Mati recuerda una infancia atravesada por dificultades económicas, como la de tantas familias de Candelaria. En su casa se hizo de todo para empujar la vida hacia adelante: vender pollos, levantar una verdulería, reinventarse cada vez que hacía falta. Hasta que la quiniela dio un poco de aire. En ese mismo hogar también funcionó durante mucho tiempo un merendero, conocido por muchos vecinos del barrio. Y ese contexto, lejos de endurecerlo, le dejó una marca profunda: sensibilidad social, mirada sobre el otro y una conexión genuina con las realidades más duras.
En medio de ese escenario, hubo algo que nunca faltó: el valor que su familia le dio a la educación. Su abuela y su mamá insistían con una frase simple, pero poderosa: “Estudien, porque eso les va a garantizar un mejor futuro”. Esa semilla quedó ahí. Y creció.

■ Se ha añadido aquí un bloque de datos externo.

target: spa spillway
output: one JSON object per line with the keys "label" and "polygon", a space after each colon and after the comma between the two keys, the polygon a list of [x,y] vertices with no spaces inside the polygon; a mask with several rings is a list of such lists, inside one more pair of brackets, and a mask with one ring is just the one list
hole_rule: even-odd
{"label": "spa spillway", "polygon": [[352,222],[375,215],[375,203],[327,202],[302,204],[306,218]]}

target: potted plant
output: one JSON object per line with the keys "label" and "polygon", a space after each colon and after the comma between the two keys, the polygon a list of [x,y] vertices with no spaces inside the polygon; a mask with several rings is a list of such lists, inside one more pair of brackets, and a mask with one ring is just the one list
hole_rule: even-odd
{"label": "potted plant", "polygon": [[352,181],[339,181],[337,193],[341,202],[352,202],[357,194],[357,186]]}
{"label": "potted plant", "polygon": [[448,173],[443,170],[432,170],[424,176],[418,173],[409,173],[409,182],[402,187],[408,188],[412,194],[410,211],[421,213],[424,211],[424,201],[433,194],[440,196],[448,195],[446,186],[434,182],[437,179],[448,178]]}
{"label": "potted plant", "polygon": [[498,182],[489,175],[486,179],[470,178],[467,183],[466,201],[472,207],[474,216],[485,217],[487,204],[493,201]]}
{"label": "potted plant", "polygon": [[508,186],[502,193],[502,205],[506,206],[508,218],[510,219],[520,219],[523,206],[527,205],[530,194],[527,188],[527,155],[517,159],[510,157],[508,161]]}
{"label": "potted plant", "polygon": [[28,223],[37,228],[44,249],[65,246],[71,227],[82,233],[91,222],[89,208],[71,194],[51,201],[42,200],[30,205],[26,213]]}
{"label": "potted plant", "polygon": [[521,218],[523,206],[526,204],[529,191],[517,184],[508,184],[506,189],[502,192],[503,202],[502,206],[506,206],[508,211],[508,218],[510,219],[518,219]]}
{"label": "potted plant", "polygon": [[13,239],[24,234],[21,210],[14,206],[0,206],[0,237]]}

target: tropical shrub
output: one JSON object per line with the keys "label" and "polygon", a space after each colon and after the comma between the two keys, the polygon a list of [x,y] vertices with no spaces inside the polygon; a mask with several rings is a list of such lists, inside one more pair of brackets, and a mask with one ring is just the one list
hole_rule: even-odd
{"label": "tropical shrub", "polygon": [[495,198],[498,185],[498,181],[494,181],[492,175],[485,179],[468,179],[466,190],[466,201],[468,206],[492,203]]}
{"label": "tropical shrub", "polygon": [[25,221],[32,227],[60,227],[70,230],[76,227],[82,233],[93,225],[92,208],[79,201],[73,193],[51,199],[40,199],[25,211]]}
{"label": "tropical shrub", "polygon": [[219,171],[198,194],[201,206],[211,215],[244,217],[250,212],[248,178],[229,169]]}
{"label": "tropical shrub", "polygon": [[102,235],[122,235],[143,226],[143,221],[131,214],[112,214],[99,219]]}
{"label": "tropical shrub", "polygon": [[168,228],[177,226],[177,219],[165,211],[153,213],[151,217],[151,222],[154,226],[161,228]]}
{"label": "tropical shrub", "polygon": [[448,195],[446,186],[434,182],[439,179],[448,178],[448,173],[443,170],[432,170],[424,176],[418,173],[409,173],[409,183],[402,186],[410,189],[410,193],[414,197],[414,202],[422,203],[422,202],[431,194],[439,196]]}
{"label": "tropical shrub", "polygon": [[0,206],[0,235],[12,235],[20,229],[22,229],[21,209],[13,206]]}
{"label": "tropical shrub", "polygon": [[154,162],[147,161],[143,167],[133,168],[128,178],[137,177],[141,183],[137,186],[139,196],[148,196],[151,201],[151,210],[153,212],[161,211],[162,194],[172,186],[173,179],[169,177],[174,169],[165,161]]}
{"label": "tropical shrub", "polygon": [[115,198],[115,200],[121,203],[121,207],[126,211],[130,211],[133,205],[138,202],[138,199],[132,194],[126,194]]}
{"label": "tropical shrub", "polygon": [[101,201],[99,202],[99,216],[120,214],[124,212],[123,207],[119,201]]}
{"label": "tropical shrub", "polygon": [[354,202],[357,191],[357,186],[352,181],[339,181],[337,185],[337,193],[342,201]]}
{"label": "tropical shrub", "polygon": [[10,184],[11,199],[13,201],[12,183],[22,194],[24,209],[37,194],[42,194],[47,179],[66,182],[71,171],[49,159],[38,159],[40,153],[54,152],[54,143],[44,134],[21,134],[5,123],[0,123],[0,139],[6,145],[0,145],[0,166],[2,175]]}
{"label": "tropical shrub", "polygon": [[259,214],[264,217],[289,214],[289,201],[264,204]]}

Cuando terminaba la secundaria, un profesor, Cholo Miranda, le sugirió estudiar locución. La idea no sonaba descabellada: Mati era charlatán, inquieto, apasionado por comunicar. Ya tenía un vínculo temprano con los medios, leyendo textos, haciendo operación técnica y hasta jugando con una radio que le regalaron de chico. Ese fue, quizás, el primer empujón hacia un camino que terminaría cambiándole la vida.
Comenzó su formación en el Montoya y más tarde logró ingresar al ISER, uno de los institutos más prestigiosos del país en materia de comunicación. Se recibió en 2023. No era un detalle menor: detrás de ese título había años de esfuerzo, adaptación a Buenos Aires, perseverancia y la convicción de que el sueño valía la pena.
Ya instalado en la capital desde hacía ocho años, empezó a abrirse camino en distintos medios. Trabajó como corresponsal en Multivisión Federal, luego en TVO Mendoza, pasó por Radio Del Plata y finalmente llegó a Crónica TV, donde hoy se desempeña con orgullo y agradecimiento.
Lejos de olvidar de dónde viene, Mati lo tiene clarísimo. Habla de Candelaria con cariño, del barrio donde creció, de la gente que conoce desde siempre y de esa raíz que lo sostiene incluso a la distancia. Hoy vive en Buenos Aires y trabaja en lo que ama, pero cada paso que da carga también con la memoria de su origen.
La suya no es solo una historia de éxito profesional. Es la historia de un chico de barrio que entendió que la educación podía ser un puente, que las dificultades no son sentencia y que los sueños, incluso cuando parecen lejanos, también pueden salir de Candelaria.